To simplify the dataframe, the following cell eliminates the variables that are not relevant; this just makes it easier to view the relevant data. 

In [15]:
combined.drop(columns = ['lat_max', 'lat_min', 'lng_max', 'lng_min', 'lat_avg', 'lng_avg', 'yearly_sunlight_kwh_kw_threshold_avg', 'count_qualified', 'percent_covered', 'percent_qualified', 'number_of_panels_n', 'number_of_panels_s', 'number_of_panels_e', 'number_of_panels_w', 'number_of_panels_f', 'number_of_panels_median', 'kw_median', 'kw_total', 'yearly_sunlight_kwh_n', 'yearly_sunlight_kwh_s', 'yearly_sunlight_kwh_e', 'yearly_sunlight_kwh_w', 'yearly_sunlight_kwh_f', 'yearly_sunlight_kwh_median', 'yearly_sunlight_kwh_total', 'install_size_kw_buckets_json', 'carbon_offset_metric_tons', 'existing_installs_count', 'NAME']).head()

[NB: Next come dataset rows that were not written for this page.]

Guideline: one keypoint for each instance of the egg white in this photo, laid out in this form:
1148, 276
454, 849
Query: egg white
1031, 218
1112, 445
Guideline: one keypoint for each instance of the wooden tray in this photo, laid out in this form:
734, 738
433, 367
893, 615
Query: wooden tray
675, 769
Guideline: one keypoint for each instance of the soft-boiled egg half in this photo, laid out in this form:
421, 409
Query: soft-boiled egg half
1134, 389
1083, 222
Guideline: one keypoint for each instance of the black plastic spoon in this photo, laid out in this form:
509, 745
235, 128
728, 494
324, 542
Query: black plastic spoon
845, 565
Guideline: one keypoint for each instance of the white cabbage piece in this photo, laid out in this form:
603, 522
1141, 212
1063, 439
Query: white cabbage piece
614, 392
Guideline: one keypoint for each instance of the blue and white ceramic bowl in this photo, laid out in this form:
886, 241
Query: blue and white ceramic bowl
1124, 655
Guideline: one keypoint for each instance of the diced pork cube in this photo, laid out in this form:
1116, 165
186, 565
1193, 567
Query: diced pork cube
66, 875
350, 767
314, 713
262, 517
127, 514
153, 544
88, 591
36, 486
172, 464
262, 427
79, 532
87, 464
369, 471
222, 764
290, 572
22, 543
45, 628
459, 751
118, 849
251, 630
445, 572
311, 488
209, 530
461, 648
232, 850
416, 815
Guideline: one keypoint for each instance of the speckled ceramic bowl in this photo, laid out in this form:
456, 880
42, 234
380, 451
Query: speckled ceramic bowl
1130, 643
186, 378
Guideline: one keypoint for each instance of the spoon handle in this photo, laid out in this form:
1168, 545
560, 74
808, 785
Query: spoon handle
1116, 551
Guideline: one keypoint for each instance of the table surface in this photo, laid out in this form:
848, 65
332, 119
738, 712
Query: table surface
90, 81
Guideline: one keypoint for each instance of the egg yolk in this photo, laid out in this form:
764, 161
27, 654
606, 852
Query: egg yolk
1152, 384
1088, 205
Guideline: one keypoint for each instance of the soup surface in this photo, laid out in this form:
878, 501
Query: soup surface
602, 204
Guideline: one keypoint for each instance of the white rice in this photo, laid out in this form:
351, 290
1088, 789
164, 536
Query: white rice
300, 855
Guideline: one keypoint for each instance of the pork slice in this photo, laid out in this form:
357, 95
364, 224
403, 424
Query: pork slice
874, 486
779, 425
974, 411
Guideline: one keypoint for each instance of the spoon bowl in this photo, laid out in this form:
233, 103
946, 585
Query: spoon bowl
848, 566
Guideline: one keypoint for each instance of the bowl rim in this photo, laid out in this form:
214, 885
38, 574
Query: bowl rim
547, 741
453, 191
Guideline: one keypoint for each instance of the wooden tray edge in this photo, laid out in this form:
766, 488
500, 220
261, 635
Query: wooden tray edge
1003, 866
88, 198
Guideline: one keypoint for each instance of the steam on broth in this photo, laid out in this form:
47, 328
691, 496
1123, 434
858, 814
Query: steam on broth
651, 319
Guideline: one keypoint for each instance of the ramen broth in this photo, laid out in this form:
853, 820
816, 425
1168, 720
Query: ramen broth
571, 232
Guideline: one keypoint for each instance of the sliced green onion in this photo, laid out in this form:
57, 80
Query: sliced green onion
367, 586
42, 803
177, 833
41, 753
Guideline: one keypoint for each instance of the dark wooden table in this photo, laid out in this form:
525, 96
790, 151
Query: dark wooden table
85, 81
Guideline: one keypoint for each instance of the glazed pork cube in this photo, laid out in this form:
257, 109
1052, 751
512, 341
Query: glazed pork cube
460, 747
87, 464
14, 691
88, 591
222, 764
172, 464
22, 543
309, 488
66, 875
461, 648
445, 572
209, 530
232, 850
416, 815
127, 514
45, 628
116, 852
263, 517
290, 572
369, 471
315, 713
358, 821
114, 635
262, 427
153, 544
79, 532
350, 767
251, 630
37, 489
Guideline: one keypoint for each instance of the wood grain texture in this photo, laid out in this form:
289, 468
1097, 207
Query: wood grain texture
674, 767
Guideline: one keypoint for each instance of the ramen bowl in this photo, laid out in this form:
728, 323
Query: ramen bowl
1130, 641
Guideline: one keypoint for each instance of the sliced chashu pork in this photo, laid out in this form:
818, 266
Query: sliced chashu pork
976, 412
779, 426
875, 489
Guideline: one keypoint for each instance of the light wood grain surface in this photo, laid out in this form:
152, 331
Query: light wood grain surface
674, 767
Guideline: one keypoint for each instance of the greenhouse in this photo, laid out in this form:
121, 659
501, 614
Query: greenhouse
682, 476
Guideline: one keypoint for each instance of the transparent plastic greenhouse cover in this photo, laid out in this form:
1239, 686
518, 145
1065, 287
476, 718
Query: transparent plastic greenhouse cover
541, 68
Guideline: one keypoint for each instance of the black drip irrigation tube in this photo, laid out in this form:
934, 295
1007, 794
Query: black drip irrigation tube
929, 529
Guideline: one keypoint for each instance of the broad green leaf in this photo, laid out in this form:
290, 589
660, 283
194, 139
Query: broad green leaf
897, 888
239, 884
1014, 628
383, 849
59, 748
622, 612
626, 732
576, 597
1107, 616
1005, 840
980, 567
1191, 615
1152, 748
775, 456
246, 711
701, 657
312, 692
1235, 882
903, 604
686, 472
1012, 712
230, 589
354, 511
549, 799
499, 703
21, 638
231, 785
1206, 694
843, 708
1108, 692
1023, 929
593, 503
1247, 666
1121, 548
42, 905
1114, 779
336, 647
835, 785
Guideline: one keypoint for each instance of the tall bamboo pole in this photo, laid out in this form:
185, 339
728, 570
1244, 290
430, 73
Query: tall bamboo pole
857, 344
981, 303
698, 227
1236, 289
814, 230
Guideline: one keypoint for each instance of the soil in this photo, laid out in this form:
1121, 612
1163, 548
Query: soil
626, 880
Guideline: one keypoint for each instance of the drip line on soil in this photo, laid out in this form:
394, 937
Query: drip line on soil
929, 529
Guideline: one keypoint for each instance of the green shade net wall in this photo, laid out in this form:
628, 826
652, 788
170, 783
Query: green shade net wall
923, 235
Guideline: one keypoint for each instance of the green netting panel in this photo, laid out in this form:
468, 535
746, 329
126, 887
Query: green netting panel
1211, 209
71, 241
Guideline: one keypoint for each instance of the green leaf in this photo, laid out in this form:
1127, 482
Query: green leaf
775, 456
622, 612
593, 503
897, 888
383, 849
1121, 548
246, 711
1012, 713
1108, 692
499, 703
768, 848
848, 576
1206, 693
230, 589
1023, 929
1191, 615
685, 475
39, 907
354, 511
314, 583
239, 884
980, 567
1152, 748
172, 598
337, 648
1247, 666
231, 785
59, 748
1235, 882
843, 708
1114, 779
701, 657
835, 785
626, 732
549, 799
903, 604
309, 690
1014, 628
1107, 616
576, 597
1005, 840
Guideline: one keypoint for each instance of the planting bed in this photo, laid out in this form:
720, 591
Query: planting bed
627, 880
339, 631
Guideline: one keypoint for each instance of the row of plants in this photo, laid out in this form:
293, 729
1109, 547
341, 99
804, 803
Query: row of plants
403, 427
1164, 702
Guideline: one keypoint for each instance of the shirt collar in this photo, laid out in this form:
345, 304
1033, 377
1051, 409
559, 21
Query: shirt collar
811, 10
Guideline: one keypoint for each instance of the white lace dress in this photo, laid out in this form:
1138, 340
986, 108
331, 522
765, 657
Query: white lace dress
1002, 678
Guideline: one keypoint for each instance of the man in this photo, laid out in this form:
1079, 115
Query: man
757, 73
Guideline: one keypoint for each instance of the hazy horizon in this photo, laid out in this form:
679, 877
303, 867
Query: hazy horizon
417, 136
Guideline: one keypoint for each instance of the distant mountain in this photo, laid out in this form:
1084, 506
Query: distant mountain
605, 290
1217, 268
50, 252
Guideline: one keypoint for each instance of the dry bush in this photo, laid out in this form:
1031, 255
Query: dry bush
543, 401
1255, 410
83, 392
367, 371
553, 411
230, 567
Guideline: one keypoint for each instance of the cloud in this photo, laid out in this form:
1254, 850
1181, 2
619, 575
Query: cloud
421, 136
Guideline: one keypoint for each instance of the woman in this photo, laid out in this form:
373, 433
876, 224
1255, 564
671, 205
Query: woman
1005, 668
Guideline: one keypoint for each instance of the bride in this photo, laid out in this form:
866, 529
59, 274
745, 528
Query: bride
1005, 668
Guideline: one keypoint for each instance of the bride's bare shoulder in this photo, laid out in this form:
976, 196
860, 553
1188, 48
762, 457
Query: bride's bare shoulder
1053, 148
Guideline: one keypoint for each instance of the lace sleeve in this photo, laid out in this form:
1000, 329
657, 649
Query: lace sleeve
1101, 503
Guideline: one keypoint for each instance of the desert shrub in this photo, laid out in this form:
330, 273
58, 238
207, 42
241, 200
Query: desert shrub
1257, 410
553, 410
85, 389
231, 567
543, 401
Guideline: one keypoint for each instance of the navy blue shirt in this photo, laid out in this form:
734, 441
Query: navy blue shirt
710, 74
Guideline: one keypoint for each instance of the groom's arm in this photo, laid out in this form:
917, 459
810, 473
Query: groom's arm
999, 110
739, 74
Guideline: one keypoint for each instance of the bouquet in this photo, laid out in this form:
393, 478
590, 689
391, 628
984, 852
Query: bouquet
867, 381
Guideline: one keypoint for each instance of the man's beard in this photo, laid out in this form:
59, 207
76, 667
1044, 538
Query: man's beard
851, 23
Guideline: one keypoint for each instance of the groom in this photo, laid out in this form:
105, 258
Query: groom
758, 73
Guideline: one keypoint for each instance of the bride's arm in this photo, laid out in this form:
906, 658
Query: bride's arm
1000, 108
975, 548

Unnamed: 0,tractID,state_name,number_of_panels_total,TotalPopulation,White,Black,Asian,Hispanic,Income
0,4013010000.0,Arizona,301364.0,4602.0,4408.0,25.0,134.0,59.0,115725.0
1,4013030000.0,Arizona,276815.0,4539.0,4472.0,0.0,62.0,170.0,113889.0
3,4013030000.0,Arizona,186557.0,4243.0,4031.0,17.0,0.0,121.0,81994.0
4,4013041000.0,Arizona,298081.0,5404.0,5306.0,27.0,0.0,17.0,40978.0
5,4013041000.0,Arizona,340237.0,6395.0,6213.0,69.0,63.0,29.0,42378.0


## Next Steps

My next steps will include using Geopandas to visualize the demographic data in a select few counties, likely the largest counties, by census tract, as well as more exploratory data analysis.  

Then I will hopefully use some of the topics that we learned about more complex data science concepts like random forests to find out the most significant reason for uptake in solar power.